The words "milk" and "calcium" are often spoken in the same breath to emphasize the widespread and deeply ingrained perception that milk is necessary for strong bones. But milk is not the best or healthiest source of calcium for us.
Milk and Calcium
There is no doubt that milk is an excellent source of nourishment for babies and is rich in calcium having around 300 mg per cup. However it is also species specific and has a nutrition profile suitable for the young of the same species. For example, cow’s milk contains on average three times the amount of protein than human milk that is required for faster physical growth of calves but which creates metabolic disturbances in humans.
Bones and Calcium
Like all animal protein, milk acidifies the body which in turn triggers a biological reaction. Since calcium is an excellent acid neutralizer and the bones its biggest store in the body, it is pulled out from them to maintain the delicate ph balance. This excess calcium in the blood is then filtered out in the urine leaving a net calcium deficit in the bones. The more consumption of dairy, the more risk of osteoporosis and fractures.
Diet and Calcium
The current daily recommended allowance for calcium for most adults is 1,000 to 1,200 milligrams. However if our diet is high in animal protein it will have a high excretion rate which means we have to consume more calcium to make up for the body’s loss. When we eat a whole-food, plant-based diet, calcium excretion rates are much less, which considerably lowers its intake requirement.
Plants and Calcium
Calcium like many other minerals is found in the soil, where it is absorbed into the roots of plants.

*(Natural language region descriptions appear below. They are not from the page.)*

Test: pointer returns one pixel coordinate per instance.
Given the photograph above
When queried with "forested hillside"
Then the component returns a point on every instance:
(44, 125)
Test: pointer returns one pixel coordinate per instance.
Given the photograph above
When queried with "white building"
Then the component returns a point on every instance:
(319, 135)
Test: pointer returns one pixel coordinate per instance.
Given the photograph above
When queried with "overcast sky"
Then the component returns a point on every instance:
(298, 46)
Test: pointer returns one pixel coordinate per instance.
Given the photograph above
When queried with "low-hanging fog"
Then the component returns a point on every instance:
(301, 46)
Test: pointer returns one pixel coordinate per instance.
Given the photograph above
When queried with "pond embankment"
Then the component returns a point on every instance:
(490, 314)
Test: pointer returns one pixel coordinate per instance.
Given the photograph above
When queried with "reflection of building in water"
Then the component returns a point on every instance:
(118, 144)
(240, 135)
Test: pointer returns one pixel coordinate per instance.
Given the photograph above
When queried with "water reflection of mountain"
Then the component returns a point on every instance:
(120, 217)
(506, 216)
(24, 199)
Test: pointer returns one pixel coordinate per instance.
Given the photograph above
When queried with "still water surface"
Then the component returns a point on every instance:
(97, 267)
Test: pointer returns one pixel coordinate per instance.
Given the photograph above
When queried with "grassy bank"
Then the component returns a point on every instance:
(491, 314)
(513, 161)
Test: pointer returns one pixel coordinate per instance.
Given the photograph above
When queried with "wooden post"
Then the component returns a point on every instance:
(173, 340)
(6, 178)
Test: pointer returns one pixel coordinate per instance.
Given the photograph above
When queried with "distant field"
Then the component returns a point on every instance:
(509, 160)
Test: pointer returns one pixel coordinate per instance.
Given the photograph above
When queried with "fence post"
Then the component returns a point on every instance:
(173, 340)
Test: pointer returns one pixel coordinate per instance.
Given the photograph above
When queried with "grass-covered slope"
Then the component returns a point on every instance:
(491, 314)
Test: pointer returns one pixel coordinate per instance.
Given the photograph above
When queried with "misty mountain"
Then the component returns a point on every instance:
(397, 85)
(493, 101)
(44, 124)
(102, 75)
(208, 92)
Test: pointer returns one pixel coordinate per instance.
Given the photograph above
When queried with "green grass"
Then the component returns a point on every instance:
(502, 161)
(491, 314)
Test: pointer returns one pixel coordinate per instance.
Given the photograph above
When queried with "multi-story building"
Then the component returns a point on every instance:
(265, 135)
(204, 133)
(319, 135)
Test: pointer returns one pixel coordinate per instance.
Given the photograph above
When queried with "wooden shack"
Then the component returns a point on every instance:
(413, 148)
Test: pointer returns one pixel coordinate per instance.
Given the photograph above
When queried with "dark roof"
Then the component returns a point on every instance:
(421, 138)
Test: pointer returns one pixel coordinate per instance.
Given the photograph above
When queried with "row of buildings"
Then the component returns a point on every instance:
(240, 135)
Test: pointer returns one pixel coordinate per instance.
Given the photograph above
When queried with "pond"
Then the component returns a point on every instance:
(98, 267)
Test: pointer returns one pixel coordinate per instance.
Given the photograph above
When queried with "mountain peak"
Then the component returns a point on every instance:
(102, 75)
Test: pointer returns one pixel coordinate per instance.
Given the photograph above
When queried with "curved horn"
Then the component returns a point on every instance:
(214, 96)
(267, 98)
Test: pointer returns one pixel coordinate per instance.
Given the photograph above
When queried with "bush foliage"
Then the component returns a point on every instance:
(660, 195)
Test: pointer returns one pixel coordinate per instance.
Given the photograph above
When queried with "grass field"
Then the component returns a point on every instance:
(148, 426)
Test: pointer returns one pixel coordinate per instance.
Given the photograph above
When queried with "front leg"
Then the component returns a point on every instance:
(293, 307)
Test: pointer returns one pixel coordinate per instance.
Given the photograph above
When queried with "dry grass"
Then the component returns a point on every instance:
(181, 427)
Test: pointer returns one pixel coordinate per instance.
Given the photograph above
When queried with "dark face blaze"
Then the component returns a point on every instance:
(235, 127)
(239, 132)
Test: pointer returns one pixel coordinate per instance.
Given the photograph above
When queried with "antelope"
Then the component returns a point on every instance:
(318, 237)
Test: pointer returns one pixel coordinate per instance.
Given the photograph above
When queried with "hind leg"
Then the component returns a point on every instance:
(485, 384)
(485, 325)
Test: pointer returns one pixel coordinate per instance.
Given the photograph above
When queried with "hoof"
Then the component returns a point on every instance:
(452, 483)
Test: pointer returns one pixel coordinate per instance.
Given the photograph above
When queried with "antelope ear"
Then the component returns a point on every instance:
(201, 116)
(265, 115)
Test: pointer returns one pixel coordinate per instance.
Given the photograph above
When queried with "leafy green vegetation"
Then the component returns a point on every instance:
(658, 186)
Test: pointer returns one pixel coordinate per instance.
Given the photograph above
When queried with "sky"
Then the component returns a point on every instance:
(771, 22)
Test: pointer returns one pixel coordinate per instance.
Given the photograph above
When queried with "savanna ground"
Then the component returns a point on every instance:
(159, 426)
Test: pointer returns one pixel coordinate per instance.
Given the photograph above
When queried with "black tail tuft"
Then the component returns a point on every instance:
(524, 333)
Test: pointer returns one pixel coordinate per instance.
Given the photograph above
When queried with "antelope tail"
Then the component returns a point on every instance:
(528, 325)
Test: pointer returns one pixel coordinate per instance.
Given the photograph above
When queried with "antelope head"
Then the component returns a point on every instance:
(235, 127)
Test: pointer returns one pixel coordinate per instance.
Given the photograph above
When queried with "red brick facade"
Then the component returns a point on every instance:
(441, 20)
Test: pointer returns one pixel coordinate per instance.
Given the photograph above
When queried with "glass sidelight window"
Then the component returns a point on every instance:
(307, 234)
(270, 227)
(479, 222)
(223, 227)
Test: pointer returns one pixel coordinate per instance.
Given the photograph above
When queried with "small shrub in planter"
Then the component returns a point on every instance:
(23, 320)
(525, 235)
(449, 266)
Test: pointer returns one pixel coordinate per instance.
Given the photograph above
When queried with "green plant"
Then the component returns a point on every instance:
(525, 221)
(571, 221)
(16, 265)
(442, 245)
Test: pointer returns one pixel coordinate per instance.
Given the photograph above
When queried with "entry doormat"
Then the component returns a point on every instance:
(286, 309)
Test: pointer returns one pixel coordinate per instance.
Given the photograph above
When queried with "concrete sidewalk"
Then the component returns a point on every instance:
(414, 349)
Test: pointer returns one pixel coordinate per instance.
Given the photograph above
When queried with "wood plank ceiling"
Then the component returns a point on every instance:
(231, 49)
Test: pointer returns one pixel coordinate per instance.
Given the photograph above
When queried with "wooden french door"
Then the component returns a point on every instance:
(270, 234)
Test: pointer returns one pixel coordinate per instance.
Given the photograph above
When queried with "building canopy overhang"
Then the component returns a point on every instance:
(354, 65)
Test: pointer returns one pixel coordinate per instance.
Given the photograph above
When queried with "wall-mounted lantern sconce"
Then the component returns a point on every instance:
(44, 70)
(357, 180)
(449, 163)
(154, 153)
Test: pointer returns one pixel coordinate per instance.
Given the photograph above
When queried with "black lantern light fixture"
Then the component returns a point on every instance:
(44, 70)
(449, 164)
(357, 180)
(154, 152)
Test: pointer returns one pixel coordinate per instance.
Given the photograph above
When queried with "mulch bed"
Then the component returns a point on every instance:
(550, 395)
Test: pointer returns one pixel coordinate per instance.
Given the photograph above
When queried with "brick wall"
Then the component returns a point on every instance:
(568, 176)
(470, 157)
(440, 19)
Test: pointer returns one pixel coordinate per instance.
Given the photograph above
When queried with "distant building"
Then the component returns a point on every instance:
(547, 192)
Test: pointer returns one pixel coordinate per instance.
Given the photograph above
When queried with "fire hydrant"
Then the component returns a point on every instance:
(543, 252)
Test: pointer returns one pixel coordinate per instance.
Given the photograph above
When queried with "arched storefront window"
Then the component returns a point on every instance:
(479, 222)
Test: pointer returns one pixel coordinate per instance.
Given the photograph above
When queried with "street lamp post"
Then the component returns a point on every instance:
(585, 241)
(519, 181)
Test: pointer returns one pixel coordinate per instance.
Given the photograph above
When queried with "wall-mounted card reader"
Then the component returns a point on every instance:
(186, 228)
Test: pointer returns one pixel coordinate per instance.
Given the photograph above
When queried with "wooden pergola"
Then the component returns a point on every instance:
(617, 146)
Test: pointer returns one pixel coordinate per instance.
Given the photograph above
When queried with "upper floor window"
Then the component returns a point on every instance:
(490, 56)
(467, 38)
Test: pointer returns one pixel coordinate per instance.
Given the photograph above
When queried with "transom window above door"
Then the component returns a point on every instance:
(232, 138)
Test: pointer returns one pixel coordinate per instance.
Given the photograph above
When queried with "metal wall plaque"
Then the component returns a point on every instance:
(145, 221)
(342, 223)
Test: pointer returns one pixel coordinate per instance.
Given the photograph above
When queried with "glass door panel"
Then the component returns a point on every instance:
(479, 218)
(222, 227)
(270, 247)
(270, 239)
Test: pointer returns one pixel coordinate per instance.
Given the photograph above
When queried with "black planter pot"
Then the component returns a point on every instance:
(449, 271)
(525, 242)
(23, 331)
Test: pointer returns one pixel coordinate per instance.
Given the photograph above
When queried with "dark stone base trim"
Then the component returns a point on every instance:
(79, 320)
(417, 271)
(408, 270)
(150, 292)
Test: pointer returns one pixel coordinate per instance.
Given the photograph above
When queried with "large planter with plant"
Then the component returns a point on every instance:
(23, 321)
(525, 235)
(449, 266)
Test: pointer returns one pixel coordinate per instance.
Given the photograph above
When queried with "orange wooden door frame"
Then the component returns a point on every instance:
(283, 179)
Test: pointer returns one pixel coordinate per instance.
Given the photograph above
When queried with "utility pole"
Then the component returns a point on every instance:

Animals get their calcium by consuming these calcium-rich plants. So even though we are all conditioned to believe that calcium comes from milk and dairy products, the real and best source is the earth’s soil. A varied diet of starches, vegetables, and fruits has sufficient calcium to meet our daily needs. Some plant foods that are specifically rich in calcium are sesame seeds, greens like broccoli and spinach, fruits and dry fruits like almonds and oranges.